ACROSS THE MOORS SALVAGING THE WRECK  

GEORGE WEATHERILL (1810-1890)

Though only painting in his spare time for much of his life, George Weatherill developed such a reputation as an artist that he became known as the ‘Turner of the North’.

The second son of a Yorkshire farmer, George Weatherill was born on 18 September 1810 in the fishing village of Staithes. A delicate, intelligent child, he spent much of his spare time down by the shore sketching in the sand. It was decided that he would be best suited to a clerical career, and he was apprenticed to Garbutt, a solicitor based then in Guisborough and later in Yarm. During this apprenticeship, he became acquainted with George Haydock Dodgson, a local painter, who discovered and developed his artistic talent. At the age of twenty, he moved to Whitby to work for Henry Butcher, later joining the staff of the bankers Simpson and Chapman. Yet he painted whenever possible, exploring the surrounding villages and towns in order to find picturesque compositions, and even rising early to study the sunrise. Once his position at the bank was assured, he was occasionally sent to London on business, and was eventually promoted to Chief Cashier.

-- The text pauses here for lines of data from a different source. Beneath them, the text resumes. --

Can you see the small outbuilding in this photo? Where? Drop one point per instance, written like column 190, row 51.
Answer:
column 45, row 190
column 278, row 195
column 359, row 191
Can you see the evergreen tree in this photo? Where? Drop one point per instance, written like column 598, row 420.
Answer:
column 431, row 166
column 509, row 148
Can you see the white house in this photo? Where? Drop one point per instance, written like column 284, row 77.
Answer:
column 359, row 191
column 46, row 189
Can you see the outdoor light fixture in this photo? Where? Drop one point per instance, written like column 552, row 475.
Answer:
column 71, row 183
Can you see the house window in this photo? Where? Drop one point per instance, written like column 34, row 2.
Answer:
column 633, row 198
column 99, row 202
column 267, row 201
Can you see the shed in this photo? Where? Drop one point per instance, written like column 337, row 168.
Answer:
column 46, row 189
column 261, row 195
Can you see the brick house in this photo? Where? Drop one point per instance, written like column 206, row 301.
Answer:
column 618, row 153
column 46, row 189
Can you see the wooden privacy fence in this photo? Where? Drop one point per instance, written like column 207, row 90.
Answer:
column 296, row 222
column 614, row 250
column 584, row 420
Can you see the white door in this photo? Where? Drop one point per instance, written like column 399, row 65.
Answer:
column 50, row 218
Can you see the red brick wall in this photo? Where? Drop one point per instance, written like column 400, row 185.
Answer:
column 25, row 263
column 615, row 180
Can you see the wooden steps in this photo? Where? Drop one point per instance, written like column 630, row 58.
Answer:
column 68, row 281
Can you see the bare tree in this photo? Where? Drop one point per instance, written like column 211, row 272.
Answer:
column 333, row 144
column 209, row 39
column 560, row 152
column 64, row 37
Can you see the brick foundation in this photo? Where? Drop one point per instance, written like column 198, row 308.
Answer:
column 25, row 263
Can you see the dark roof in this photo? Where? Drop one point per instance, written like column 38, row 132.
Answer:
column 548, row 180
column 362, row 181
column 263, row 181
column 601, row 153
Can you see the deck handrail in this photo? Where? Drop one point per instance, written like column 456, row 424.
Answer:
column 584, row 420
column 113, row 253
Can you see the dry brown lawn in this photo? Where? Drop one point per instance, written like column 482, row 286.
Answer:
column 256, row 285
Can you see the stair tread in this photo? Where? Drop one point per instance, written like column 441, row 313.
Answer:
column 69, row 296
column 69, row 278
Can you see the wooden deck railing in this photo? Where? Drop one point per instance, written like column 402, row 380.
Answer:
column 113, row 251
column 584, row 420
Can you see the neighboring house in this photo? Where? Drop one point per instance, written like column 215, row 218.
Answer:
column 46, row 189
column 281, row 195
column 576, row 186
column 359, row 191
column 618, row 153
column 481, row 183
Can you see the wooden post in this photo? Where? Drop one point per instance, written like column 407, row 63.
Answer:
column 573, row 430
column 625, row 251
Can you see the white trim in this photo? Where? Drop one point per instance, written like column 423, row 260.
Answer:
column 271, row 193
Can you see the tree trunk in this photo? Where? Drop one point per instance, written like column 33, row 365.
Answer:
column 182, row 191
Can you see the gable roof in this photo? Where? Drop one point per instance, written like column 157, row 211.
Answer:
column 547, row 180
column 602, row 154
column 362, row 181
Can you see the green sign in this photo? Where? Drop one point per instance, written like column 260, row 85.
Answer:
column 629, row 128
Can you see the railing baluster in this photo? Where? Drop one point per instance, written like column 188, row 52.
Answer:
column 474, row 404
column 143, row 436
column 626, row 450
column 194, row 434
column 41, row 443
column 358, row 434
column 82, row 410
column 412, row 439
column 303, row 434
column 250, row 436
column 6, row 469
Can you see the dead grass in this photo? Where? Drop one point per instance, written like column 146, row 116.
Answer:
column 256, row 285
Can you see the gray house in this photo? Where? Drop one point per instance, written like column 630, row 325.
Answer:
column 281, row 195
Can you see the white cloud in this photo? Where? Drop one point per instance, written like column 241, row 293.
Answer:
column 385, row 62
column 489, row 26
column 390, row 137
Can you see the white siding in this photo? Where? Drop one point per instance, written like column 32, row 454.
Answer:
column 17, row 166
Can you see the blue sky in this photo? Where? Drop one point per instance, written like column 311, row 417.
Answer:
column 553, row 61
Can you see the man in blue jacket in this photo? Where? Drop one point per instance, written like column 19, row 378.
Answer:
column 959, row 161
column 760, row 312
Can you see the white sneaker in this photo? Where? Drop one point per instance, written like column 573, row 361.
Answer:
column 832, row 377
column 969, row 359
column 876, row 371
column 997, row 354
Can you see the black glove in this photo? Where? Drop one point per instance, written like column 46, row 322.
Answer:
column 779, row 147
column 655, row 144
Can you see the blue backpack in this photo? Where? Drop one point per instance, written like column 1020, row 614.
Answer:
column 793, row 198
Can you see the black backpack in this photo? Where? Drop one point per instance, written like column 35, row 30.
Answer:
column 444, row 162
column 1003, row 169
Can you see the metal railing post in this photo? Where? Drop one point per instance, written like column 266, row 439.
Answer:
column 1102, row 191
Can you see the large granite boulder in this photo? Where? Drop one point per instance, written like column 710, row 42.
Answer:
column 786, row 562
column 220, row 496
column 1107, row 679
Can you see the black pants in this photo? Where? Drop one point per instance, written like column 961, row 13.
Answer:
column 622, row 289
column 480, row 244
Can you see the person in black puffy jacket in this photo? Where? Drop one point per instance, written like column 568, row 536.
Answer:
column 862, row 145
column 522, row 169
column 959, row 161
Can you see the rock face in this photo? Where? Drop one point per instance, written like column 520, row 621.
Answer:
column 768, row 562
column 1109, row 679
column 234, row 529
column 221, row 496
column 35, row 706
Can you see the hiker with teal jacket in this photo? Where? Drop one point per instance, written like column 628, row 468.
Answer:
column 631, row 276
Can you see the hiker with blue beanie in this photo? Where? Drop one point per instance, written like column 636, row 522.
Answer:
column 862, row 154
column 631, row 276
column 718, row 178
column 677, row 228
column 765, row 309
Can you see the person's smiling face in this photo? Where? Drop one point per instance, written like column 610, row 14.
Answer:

During his stays in the capital, he would visit the National Gallery, and became so inspired by the example of J M W Turner as to make a number of engravings of his work. As if to emphasise both his quality and his status as a resolutely local artist, he was dubbed the ‘Turner of the North’.

He exhibited a mere half dozen pictures in metropolitan exhibitions, at the Society of British Artists and the Dudley Gallery, and was mainly patronised by Northern industrialists and merchants.

The pressure of balancing two careers led him to have a nervous breakdown and, in 1860, at the age of fifty, he resigned from the bank. On regaining his health, he returned to his painting and soon earned more from his painting alone than he had from both banking and painting. As a local celebrity, he would certainly have met painters visiting the picturesque Whitby, and probably knew Alfred William Hunt. He died on 30 August 1890 and is buried in Whitby cemetery.

In turn, his application encouraged his children to become artists; his son Richard and his daughters Elizabeth, Mary and Sarah Ellen continued and extended his approach to painting.